14 août 2020

L’UE marque la phase d’assemblage du projet mondial de fusion nucléaire en France

La Commission européenne a salué le 28 juillet le début officiel de l’assemblage de composants géants pour la construction de la plus grande machine à fusion du monde dans le sud de la France. L’UE fait partie de l’ambitieux projet énergétique, le réacteur thermonucléaire expérimental international (ITER), en collaboration avec la Chine, l’Inde, le Japon, la Corée, la Russie et les États-Unis.

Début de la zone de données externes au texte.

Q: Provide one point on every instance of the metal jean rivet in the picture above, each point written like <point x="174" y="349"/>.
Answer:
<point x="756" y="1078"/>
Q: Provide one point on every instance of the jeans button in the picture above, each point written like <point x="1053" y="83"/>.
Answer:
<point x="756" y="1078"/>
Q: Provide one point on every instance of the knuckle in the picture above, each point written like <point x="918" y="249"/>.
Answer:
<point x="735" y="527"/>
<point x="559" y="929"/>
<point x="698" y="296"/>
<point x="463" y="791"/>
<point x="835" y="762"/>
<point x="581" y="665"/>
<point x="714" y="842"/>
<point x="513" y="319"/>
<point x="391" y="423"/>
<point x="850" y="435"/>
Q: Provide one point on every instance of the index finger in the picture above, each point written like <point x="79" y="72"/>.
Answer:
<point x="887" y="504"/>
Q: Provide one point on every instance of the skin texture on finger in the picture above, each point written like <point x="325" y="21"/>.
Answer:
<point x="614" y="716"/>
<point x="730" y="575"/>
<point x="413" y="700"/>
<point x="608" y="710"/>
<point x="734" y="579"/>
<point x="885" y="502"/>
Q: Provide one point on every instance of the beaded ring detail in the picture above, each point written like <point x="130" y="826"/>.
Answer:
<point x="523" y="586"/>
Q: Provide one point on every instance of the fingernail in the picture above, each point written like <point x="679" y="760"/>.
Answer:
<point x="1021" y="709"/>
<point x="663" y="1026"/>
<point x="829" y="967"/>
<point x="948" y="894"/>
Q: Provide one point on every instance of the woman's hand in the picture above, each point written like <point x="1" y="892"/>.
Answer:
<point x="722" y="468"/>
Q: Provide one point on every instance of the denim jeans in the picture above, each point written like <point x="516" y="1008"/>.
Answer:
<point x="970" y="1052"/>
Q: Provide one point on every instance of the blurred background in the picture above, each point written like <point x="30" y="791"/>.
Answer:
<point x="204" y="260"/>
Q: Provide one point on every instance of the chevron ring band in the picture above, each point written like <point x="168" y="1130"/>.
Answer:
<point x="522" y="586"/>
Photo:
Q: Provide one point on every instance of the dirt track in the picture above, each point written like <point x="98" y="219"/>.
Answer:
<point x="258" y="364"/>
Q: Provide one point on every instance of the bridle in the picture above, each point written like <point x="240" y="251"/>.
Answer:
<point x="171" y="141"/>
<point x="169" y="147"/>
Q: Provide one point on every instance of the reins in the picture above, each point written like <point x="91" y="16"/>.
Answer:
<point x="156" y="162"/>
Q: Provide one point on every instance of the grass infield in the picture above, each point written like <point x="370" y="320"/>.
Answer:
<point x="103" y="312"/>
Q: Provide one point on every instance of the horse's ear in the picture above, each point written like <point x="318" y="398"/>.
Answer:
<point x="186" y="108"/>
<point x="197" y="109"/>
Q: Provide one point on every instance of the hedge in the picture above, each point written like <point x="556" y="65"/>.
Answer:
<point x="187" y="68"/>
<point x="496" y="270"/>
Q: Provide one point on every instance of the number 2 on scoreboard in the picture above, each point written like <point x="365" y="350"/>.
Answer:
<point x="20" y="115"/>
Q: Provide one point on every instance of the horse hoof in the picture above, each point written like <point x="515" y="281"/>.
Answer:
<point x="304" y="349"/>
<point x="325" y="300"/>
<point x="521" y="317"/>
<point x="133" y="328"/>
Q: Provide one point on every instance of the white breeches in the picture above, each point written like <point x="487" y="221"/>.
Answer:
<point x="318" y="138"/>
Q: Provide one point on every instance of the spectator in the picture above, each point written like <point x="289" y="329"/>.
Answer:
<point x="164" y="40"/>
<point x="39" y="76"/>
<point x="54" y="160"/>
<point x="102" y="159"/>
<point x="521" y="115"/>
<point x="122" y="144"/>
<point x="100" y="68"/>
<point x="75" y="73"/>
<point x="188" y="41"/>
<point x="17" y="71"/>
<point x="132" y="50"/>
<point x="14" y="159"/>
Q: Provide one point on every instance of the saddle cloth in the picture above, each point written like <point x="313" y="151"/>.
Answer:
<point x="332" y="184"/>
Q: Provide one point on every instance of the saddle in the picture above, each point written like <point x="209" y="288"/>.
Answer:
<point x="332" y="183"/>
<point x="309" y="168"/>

“Aujourd’hui, nous marquons une étape importante pour le projet ITER et pour le développement de l’énergie de fusion. Dix ans de travail et dix millions de composants aboutiront au plus grand dispositif de recherche sur la fusion au monde”, a déclaré le commissaire européen à l’énergie Kadri Simson a déclaré dans son discours par vidéo aux participants réunis en personne sur le site ITER à Cadarache, en France, et via livestream. La cérémonie pour célébrer le début officiel de l’assemblée d’ITER a été co-animée par le président français Emmanuel Macron et le directeur général d’ITER Bernard Bigot.

“Nous ne pouvons pas sous-estimer l’importance de cette réalisation technique. Presque chaque élément d’ITER est à la pointe de son domaine. Et je suis impatient de voir ces composants extraordinaires se combiner pour faire quelque chose de plus grand encore que la somme de ses parties”, a déclaré M. Simson, en remerciant l’Agence domestique européenne et Fusion for Energy, ainsi que toutes les entreprises et organisations de recherche européennes pour avoir apporté la contribution européenne au projet ITER.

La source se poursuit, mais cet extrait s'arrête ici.